With the UN still basking in Delhi and Brussels’ fast-track ratification of the Paris climate deal, many may have expected the COP22 summit to have been a joyous occasion.
It may kick off with celebrations, but in a statement released over the weekend Indian environment minister Shri Anil Madhav Dave made clear he wants to see the cash promised at previous summits.
“Mobilising means of implementation i.e finance, technology and capacity-building support before and after 2020: US$11 billion per year climate finance goal has not been met,” it said.
“At Morocco, India will insist for a concrete roadmap from developed countries. $10.3 billion committed to the Green Climate Fund does not match the enormous finance and technology requirements indicated by developing countries in their INDCs.”
Care & concern towards nature is integral to the Indian ethos. India is committed to doing everything possible to mitigate climate change. https://t.co/cKLlIu2J7S
— Narendra Modi (@narendramodi) October 2, 2016
On plans to share cleaner forms of technology – be that wind turbine designs or energy efficiency data – “not much headway has been made” added Dave’s statement.
And in a sign Indian officials do not believe the Paris deal has laid to bed the idea of a differentiation between the world’s rich and poor, it highlighted the “extravagant lifestyles” of developed countries.

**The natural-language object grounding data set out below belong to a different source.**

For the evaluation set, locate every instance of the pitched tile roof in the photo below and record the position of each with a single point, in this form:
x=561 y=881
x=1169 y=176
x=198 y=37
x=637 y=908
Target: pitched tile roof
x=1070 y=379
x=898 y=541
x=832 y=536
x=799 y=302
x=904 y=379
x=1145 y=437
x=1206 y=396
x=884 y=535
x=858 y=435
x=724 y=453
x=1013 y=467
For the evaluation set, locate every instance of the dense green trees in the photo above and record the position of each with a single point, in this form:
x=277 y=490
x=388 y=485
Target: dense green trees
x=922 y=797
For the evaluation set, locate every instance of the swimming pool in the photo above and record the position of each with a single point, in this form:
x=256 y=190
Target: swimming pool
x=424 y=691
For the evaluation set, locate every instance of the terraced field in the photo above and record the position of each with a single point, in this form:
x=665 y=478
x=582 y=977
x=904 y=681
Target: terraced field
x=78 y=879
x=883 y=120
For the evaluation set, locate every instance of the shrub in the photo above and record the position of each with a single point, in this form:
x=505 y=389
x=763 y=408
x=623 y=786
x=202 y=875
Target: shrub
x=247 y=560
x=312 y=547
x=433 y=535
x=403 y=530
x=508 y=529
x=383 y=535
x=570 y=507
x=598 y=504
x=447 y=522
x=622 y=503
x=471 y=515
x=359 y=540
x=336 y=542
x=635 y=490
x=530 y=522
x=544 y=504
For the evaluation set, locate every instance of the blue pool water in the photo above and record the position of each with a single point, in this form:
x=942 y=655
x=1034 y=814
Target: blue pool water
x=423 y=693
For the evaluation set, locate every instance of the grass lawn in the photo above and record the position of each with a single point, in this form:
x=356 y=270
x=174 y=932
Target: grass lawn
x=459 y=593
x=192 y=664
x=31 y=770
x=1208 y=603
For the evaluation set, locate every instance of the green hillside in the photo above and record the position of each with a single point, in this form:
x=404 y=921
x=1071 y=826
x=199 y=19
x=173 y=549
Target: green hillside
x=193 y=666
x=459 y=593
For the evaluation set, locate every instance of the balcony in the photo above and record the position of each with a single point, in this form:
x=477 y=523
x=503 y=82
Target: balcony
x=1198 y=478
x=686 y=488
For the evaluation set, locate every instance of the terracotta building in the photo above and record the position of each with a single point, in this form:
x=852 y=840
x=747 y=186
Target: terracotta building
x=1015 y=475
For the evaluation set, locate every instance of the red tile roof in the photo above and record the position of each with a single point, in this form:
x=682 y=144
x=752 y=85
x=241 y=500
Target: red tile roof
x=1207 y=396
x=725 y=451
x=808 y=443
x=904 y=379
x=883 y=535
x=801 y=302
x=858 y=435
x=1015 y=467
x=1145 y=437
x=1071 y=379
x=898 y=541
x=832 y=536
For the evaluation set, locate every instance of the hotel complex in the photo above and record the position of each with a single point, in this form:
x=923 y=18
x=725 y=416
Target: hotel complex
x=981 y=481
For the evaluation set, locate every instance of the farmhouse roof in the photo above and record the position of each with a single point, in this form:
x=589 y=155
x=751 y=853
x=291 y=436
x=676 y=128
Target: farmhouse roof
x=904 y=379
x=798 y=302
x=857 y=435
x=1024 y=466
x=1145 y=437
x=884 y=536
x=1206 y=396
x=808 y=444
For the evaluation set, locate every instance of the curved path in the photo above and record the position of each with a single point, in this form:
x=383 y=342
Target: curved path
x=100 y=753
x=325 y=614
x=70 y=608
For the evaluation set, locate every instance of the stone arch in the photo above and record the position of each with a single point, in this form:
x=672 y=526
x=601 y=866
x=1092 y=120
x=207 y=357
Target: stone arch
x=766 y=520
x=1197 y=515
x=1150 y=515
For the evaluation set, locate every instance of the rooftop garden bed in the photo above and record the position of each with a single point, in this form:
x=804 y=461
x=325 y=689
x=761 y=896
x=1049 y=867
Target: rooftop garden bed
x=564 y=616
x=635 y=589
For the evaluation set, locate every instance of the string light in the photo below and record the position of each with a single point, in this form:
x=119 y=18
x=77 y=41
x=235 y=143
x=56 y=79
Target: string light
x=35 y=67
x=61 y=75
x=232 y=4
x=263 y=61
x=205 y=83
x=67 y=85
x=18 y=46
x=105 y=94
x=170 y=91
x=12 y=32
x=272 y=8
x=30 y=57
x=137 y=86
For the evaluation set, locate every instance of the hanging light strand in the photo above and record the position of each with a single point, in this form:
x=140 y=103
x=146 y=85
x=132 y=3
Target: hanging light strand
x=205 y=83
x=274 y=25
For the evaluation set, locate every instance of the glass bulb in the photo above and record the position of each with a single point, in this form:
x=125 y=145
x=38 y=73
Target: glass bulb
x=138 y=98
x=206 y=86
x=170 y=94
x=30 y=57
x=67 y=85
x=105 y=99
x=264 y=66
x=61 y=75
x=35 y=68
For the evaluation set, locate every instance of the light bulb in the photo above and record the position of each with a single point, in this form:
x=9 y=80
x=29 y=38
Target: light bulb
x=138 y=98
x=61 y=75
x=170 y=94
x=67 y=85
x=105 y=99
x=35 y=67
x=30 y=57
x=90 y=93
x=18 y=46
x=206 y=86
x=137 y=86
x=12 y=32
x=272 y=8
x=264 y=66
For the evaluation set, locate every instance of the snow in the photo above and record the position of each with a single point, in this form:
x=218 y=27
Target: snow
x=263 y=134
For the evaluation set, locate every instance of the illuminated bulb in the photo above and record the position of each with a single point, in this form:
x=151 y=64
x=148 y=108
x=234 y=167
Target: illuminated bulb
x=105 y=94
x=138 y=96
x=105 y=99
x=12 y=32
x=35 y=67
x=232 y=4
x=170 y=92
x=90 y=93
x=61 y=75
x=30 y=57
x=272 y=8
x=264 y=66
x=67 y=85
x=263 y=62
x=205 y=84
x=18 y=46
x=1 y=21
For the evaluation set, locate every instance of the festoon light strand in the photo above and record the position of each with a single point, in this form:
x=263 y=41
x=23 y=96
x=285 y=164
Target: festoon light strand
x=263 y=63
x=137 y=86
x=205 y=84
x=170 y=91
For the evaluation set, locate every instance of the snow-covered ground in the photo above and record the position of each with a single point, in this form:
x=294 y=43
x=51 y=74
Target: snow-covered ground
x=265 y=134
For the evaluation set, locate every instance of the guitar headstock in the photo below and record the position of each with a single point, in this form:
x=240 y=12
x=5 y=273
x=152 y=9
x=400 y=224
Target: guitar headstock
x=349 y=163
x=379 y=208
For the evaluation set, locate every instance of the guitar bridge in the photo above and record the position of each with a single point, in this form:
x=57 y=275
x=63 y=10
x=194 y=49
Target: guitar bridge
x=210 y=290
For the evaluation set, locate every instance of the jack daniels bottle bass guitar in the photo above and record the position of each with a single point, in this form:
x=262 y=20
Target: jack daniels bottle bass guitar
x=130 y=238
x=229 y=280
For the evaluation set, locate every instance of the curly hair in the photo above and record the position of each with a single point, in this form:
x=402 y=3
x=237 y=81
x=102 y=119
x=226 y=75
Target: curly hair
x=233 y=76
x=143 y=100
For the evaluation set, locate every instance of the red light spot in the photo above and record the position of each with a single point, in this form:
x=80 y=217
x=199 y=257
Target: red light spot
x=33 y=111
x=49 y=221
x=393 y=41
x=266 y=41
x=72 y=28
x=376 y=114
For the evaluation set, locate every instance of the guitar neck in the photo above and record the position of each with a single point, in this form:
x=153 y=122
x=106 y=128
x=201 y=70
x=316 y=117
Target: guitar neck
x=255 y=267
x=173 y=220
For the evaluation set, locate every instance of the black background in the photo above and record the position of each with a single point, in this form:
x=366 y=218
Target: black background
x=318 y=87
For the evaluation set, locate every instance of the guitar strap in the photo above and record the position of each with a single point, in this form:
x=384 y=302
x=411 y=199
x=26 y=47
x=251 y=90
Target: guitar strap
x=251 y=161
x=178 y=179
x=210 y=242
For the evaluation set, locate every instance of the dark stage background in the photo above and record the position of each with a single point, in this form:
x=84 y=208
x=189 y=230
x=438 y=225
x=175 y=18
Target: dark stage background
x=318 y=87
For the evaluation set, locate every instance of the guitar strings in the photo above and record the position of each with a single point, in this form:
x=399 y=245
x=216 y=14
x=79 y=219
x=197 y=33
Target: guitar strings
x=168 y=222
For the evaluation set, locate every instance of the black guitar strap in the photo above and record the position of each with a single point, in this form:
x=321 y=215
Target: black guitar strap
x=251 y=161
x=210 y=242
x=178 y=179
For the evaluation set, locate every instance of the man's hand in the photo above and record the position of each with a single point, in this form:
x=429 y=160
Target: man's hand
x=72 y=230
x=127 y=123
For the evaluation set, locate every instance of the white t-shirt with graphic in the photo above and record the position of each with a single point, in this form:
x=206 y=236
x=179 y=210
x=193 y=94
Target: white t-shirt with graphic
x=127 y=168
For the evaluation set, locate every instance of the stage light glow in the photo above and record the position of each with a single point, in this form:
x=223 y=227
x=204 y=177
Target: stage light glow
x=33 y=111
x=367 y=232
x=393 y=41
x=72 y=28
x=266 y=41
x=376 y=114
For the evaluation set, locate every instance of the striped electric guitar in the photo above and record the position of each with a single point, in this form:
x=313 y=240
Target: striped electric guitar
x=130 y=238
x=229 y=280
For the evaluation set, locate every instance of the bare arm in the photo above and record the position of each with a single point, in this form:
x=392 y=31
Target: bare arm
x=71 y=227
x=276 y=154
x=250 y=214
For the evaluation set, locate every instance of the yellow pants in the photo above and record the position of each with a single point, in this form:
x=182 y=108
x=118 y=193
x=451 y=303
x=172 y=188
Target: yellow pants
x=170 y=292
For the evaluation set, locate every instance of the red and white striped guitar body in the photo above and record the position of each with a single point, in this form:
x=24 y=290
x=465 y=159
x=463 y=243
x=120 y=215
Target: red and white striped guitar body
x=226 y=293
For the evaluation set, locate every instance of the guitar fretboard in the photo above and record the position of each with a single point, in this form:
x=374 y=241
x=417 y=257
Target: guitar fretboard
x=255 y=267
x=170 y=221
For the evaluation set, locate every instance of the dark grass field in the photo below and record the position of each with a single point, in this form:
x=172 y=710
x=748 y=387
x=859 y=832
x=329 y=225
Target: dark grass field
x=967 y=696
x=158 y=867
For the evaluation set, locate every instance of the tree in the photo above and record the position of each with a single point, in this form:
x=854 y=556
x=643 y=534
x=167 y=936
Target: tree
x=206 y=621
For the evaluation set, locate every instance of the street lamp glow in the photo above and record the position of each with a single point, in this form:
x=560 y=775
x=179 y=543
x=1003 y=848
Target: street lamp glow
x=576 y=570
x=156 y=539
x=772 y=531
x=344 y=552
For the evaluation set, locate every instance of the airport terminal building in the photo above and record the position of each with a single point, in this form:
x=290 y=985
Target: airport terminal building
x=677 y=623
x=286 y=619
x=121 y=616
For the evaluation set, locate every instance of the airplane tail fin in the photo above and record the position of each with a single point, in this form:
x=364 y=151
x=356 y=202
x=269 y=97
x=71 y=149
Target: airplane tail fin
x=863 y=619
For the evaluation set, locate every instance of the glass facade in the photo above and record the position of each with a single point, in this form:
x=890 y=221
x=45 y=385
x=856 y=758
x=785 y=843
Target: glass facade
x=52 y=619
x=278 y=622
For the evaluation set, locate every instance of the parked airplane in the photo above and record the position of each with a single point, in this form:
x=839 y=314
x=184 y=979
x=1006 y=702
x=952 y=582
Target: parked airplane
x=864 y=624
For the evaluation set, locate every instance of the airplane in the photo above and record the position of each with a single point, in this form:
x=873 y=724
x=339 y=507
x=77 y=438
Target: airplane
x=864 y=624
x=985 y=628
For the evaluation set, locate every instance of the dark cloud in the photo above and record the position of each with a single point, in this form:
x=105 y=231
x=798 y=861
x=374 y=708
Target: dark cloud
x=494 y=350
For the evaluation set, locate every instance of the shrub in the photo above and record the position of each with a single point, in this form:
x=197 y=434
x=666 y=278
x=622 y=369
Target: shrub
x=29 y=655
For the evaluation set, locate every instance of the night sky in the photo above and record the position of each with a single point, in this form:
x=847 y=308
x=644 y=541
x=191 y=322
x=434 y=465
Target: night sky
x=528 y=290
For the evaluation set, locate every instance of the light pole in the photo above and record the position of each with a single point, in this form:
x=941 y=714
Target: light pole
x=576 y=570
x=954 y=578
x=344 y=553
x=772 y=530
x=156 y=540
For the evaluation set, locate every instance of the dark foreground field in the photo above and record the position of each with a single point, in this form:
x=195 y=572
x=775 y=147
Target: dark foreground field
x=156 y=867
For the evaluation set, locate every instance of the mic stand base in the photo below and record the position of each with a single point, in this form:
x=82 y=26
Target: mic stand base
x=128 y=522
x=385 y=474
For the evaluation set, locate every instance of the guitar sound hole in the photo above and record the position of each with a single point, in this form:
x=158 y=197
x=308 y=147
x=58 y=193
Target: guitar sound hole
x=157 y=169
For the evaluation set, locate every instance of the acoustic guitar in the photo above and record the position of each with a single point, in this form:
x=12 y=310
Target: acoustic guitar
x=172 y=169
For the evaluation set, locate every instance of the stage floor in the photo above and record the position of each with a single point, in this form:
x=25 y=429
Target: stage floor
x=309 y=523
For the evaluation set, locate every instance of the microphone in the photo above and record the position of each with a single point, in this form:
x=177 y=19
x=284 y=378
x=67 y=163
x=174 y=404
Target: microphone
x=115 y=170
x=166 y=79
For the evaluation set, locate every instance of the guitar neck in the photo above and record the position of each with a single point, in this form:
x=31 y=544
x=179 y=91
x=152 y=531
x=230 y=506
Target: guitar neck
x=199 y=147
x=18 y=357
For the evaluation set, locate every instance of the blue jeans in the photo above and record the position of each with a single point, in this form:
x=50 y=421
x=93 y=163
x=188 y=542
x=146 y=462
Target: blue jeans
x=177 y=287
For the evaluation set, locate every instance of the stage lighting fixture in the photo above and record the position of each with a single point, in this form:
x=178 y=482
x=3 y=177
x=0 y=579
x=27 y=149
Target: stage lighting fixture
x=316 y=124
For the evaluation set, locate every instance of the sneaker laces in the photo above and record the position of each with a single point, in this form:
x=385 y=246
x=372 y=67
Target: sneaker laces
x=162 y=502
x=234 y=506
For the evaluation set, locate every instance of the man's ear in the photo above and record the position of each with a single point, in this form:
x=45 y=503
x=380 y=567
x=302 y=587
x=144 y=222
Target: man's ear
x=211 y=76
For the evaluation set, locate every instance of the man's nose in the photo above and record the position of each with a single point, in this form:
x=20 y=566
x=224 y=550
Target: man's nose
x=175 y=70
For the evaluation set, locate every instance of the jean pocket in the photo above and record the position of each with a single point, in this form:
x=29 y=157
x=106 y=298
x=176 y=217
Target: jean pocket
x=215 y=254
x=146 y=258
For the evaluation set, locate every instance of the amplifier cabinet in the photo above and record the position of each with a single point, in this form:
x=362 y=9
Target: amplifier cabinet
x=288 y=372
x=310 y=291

“Simple everyday changes in lifestyles, when practiced by a large number of people around the globe, collectively will make a huge impact,” it added.
The comments underline the deep unease many developing country governments are feeling at the lack of progress since the Paris talks said Harjeet Singh, a climate campaigner with ActionAid.
“There is no doubt there is a huge amount of frustration, and this will build up if the Marrakech talks are just focused on accounting and transparency,” he said.
“There is a reason India has put this forward and that’s because we cannot just talk about the accountability of developing countries. We cannot hide behind a deal that is not done.”